什麼叫做不知好歹指的就是這位自稱琅繯長老的老太了。她雖然和香菜有著相同的姓氏,卻沒有一點香菜的對他人心理的敏感,眼下禍到臨頭的她,竟然還敢對明顯心懷叵測的香菜嗤之以鼻:
「你以為你這種小丫頭可以做什麼?我是為了見傳說中的勇者而來的,沒有空和你廢話!」
「可是,我是勇者大人們的領路者,負責引導他的方向,所以我冒昧的希望知道夫人您的目的。」
對於這種解釋,長老的回答是一聲冷哼,她對阿君的印象似乎更加的差勁。不說女人一般的外表,行動還要聽從一個她認為的小村姑的使喚,使傲慢的老人更加不滿意這位命定的勇者吧!相對的,一旁的華家家主閉上了嘴,以一種依然令人不舒服到了極點的微笑,看著香菜與老太的交涉。
「算了,我是要你們找一個人。」這話的意思是要我們幫忙吧!沒見過求人用這種口氣的,大約是也注意到自己的口氣有些不妥,老太婆又補充了一句:「當然是對你們有好處的。」
「那麼,您希望我們找誰呢?」香菜的笑容沒有變化,但長久的相處使我注意到她語氣有些緊繃繃的,好像在期待什麼。
「一個女孩子,今年應該是十七歲……」
「還有其他什麼嗎?」不會就這樣吧?十七歲的女孩可是滿街都是,香菜好像也是那個歲數。我說道:「比如名字還有特徵什麼的。另外我們的好處是什麼?」
「沒有名字也沒有特徵。」華老頭說。
「那你們想我們怎麼辦?」
「你們必須找到。」老太很乾脆的回答:「因為這也關係到你們的利益。那個丫頭是一個禍種,命運是不可違抗的,她卻可以改變命運。勇者啊,你不希望最後反而被魔王所殺,世界被魔王控制吧!雖然你們的神已經降下神意由你殺死魔王,但那女孩卻有著改變這種命運的能力。」
「是嗎?」
阿君低頭沉吟道,我沒有說話,聽起來這女孩的存在對於魔王的我來說還更為有利。不過,殺死阿君,這是我想都不會想的事情。

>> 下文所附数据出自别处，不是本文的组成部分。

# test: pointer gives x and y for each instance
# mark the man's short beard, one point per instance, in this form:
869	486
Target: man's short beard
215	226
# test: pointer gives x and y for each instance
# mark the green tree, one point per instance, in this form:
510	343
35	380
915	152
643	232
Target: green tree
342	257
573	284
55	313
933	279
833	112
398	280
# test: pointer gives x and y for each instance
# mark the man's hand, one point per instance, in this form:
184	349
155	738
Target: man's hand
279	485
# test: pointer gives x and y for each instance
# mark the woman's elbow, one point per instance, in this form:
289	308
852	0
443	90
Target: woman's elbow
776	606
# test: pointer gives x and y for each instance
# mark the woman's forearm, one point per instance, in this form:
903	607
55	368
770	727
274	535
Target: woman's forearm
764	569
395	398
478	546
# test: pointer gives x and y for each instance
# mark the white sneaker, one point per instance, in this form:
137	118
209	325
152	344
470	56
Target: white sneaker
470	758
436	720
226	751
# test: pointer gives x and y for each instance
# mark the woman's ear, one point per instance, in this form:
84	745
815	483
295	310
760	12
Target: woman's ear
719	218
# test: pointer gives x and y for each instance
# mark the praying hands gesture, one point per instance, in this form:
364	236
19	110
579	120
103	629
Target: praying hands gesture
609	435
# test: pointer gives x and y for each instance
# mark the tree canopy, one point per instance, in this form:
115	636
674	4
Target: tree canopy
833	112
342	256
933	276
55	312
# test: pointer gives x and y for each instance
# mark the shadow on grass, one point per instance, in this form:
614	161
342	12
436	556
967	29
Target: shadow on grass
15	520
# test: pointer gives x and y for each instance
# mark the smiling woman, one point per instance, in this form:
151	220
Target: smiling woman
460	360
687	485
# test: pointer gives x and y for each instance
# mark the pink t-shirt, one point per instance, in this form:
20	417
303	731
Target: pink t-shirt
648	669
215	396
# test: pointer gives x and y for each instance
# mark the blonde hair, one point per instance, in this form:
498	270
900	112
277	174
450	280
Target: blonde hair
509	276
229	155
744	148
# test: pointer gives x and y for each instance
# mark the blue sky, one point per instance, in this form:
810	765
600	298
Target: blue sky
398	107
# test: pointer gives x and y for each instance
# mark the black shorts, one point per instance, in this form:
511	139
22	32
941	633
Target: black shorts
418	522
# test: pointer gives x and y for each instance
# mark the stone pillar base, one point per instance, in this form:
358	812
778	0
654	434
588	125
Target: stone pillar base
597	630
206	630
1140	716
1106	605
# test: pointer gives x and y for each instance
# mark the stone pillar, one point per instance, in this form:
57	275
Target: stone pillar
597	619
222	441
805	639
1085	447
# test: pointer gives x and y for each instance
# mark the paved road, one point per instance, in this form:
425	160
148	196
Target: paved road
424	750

「拒絕!」香菜在這時微笑了起來,一改剛才對老太的客氣,用要笑不笑的臉回應對方:「我們拒絕。什麼改變命運,正如你剛剛所說,炎龍信奉的神與我們完全不同,所謂的魔王也和你們無關,很難想像炎龍一族怎麼可能那麼熱心,尤其是你這即使炎龍人也難睹真容的司『陰』一族。」
「你……」
「香說得很有道理。」阿君冷然的回答。
「呵呵,真聰明……的確呢!是和我們兩家有點關係。」華家老頭終於開口道:「說起來,那個女孩子也是我的孫女,和琅繯家現家主是雙胞胎姐妹,所以應該長得很像吧!」
聽到這話,香菜的表情明顯的僵了一下。阿君沒有注意到似的說:「等一下,那即使找到那女孩又怎麼樣?只要她活著就會改變命運。那麼作為你們的親人,你們也不會讓我們傷害她,對我們根本什麼好處也……」
「不,你們殺了她也可以,那種禍種,若非為了使擁有強大力量的郡主大人出生,她根本不可能來到這個世界上。本來她一出生就要被殺死的,但一些邪惡之徒卻盜走了她。如果你們的級別夠黃金中位的話,在勇者工會的通緝單上就會看見犯人的名單。」
換句話說,這屬於國家機密型的任務了?黃金中位,阿君一定為可以接觸到這麼高級別的任務而興奮……這,這個人!看到老太婆展示給我們看的名單,我不由呆了一下,這些「邪惡之徒」看起來相當厲害的暫時不說,其中那個表情嚴肅的弓箭手,即使年輕了好多歲,那銳利到可怕的目光我怎麼可能忘記!那是香菜的父親……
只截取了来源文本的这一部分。